Копи царя Соломона — страница 28 из 37

– Ту же, что постигла моего отца и твоего единоутробного брата, на троне которого ты восседал все эти долгие годы! – последовал немедленный и жестокий ответ.

– Ну что ж… Я покажу тебе, как надо умирать, чтобы ты вспоминал об этом, когда придет и твой час. Король, я готов к смерти, однако прошу тебя не лишать меня права умереть в бою, которое принадлежит всем членам королевского дома кукуанов. Ты не можешь отказать мне в этом – даже те трусы, что сегодня бежали с поля боя, начнут смеяться над тобой.

– Я дам тебе это право. Выбирай, с кем тебе угодно сразиться. Сам я не могу драться с тобой, так как король поднимает оружие лишь в годину войны.

Мрачный взгляд Твалы скользнул по нашим рядам. На мгновение мне почудилось, что его пылающий глаз задержался на моей фигуре, и я поежился. У меня не было ни малейшего желания ввязываться в драку с этим могучим дикарем – с тем же успехом я мог бы просто покончить с собой.
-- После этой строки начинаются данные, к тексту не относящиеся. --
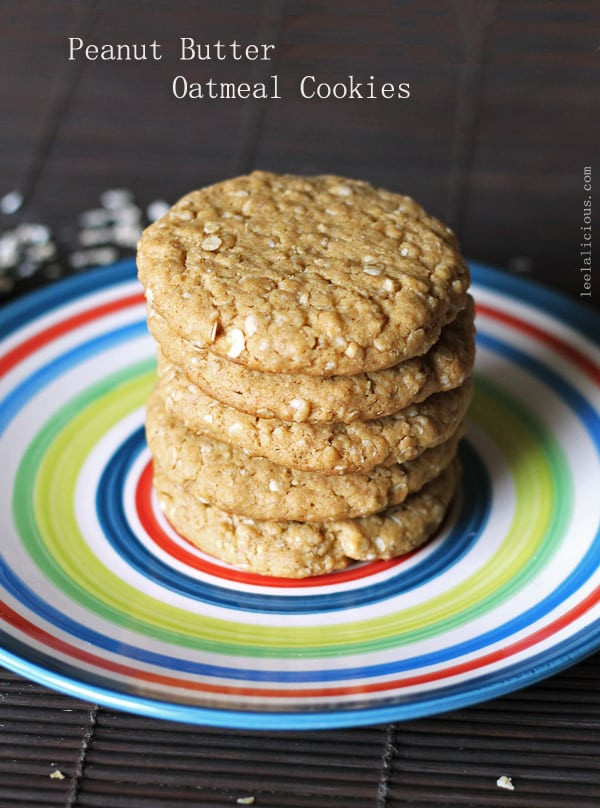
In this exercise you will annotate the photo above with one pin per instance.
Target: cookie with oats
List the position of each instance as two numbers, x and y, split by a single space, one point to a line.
330 448
317 275
224 476
296 397
300 549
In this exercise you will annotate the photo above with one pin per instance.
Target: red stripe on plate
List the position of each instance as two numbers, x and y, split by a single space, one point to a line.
146 514
37 341
572 354
50 641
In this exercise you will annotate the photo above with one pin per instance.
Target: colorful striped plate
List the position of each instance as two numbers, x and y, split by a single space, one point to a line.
101 599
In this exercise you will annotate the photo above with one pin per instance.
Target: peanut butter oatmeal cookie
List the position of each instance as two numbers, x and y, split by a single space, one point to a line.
330 448
222 475
300 549
296 397
315 275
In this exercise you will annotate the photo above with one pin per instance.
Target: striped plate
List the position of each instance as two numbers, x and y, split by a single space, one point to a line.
100 598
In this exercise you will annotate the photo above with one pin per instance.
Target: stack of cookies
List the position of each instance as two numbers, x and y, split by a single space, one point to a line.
315 343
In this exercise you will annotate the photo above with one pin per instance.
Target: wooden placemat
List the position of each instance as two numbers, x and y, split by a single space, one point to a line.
55 750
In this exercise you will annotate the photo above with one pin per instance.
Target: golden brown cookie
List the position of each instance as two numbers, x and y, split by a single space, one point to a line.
314 275
296 397
297 549
332 448
221 475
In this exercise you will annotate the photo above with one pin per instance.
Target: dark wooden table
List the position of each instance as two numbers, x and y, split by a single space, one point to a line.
496 137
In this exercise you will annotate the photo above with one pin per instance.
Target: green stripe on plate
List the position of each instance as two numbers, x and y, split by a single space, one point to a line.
44 512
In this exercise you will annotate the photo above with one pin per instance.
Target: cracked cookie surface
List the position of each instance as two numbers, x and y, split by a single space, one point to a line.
297 549
296 397
217 473
315 275
331 448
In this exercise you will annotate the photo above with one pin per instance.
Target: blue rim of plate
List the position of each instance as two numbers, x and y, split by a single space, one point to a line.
478 688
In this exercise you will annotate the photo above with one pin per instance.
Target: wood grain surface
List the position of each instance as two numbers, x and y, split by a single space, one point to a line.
502 119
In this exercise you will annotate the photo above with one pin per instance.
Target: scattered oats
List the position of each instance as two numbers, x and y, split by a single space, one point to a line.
157 209
211 243
505 782
9 250
97 235
127 235
11 202
251 324
236 341
129 215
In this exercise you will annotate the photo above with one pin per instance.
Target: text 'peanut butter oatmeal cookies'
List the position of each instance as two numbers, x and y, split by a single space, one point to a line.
330 448
297 397
300 549
222 475
314 275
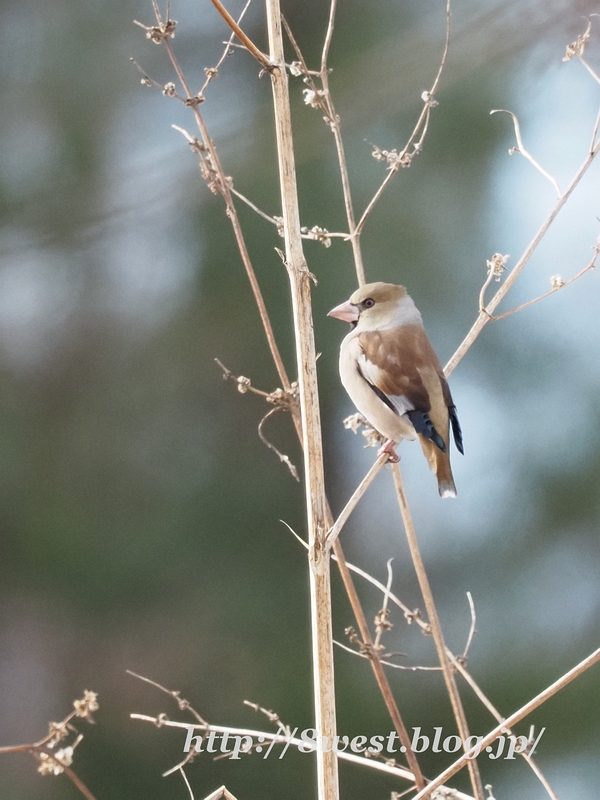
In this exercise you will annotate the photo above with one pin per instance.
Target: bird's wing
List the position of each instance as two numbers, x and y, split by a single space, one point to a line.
402 368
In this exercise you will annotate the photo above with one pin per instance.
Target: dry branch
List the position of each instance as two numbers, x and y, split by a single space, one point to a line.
499 730
300 282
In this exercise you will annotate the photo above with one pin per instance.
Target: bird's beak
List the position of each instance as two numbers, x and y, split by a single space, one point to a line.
345 311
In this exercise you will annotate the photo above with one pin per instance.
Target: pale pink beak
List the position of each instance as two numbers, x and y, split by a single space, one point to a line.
345 311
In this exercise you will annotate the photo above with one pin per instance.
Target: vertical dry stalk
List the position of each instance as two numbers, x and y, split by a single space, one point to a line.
300 280
436 629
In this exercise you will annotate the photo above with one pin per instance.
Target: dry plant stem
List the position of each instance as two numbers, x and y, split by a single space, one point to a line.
334 123
399 772
511 721
436 629
223 188
419 129
353 502
590 266
339 146
486 314
499 718
456 663
300 282
520 148
248 43
376 666
40 748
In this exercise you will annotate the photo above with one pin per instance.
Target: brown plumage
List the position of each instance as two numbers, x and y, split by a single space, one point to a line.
394 377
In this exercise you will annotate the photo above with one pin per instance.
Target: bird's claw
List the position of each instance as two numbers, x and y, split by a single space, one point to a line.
390 449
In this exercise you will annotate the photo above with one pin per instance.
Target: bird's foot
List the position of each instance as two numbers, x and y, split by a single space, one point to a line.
390 448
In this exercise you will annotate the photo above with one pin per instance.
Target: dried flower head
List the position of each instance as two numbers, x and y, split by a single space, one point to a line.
87 705
313 97
496 265
318 234
577 47
51 765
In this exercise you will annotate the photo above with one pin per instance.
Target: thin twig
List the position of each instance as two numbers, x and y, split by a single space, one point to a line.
520 148
592 72
223 188
262 59
325 102
335 125
485 316
381 620
187 783
436 629
510 722
282 457
558 285
336 529
160 722
378 671
183 704
472 629
458 664
212 72
403 159
595 131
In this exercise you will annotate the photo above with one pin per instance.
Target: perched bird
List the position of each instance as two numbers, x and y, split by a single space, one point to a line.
395 379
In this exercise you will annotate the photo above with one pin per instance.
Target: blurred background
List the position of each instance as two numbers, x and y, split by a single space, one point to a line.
140 512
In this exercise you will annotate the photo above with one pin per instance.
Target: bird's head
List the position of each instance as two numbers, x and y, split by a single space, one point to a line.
377 306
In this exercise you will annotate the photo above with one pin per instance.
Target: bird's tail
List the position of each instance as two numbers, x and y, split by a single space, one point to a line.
439 463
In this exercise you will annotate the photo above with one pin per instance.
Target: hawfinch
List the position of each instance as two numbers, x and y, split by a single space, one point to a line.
395 379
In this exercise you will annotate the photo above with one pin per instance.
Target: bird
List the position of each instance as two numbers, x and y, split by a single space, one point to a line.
394 378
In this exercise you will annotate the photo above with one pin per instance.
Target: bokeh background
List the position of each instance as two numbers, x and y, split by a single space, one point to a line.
140 513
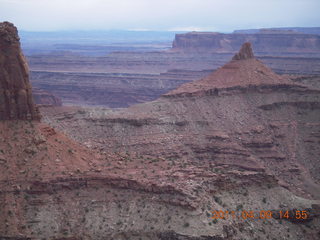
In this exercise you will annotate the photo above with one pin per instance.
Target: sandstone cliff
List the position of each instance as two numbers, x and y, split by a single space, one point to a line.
274 42
16 100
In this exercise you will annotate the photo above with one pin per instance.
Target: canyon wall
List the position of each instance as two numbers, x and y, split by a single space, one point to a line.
16 100
265 42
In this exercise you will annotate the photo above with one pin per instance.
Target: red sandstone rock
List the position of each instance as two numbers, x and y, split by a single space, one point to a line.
245 52
16 100
45 98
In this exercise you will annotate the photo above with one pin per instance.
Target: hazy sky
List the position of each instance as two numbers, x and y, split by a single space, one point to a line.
206 15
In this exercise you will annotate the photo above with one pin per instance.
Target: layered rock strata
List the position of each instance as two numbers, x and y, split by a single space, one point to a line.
16 100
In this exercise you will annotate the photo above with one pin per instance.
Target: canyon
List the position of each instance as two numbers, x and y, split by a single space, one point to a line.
105 74
241 138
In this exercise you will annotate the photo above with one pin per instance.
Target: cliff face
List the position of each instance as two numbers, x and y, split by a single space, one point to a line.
264 42
42 97
16 100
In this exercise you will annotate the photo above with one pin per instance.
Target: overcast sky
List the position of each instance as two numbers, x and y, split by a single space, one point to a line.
205 15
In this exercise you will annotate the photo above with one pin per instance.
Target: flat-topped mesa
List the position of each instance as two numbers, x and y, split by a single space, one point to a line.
245 52
243 71
16 100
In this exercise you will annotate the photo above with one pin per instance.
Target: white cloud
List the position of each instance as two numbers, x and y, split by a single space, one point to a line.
204 15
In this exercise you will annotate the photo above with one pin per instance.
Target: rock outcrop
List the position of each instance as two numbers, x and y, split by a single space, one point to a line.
16 100
266 42
244 53
42 97
242 72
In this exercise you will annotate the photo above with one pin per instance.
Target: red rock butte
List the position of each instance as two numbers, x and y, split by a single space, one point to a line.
16 100
244 70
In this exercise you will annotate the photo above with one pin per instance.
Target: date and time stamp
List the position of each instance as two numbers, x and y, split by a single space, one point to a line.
299 215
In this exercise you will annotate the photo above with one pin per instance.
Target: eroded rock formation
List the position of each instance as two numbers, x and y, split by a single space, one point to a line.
264 42
16 100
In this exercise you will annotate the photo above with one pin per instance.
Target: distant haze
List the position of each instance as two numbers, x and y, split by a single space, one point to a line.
172 15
Мне пришлось бы отказаться от поединка и навлечь на свою голову позор. Хотя еще неизвестно, что лучше: подвергнуться осмеянию или быть изрубленным в куски боевым топором!

Пока все эти мысли вертелись у меня в голове, Твала произнес:

– Что скажешь, Инкубу? Не завершить ли нам то, что мы начали на поле боя, или самое время назвать тебя жалким трусом?

– Нет, – прервал его Игнози, – ты не должен биться с Инкубу.

– Он боится меня? – криво усмехнулся Твала.

К моему ужасу, сэр Генри каким-то образом догадался, о чем идет речь, кровь прихлынула к его щекам, и он воскликнул:

– Я выйду и сражусь с этим одноглазым! Пусть узнает, боюсь я его или нет!

– Ради всего святого, сэр, – умоляюще прошептал я, – не рискуйте жизнью неизвестно ради чего! Это же чудовище, сущий мясник! К тому же всякий, кто видел вас во время битвы, знает, что вы храбрец.

– Я буду с ним биться, – хмуро отрезал сэр Генри. – Никто не смеет называть меня трусом. Я готов, Твала! – Он сделал шаг вперед и вскинул топор.

Я был в отчаянии, но ничего не мог поделать: кукуаны – воины и жители города – замерли в ожидании поединка.

– Не нужно, мой белый брат. – Игнози жестом попытался остановить сэра Генри. – Ты и без того многое совершил ради меня. Если ты пострадаешь от руки негодяя, это разобьет мое сердце.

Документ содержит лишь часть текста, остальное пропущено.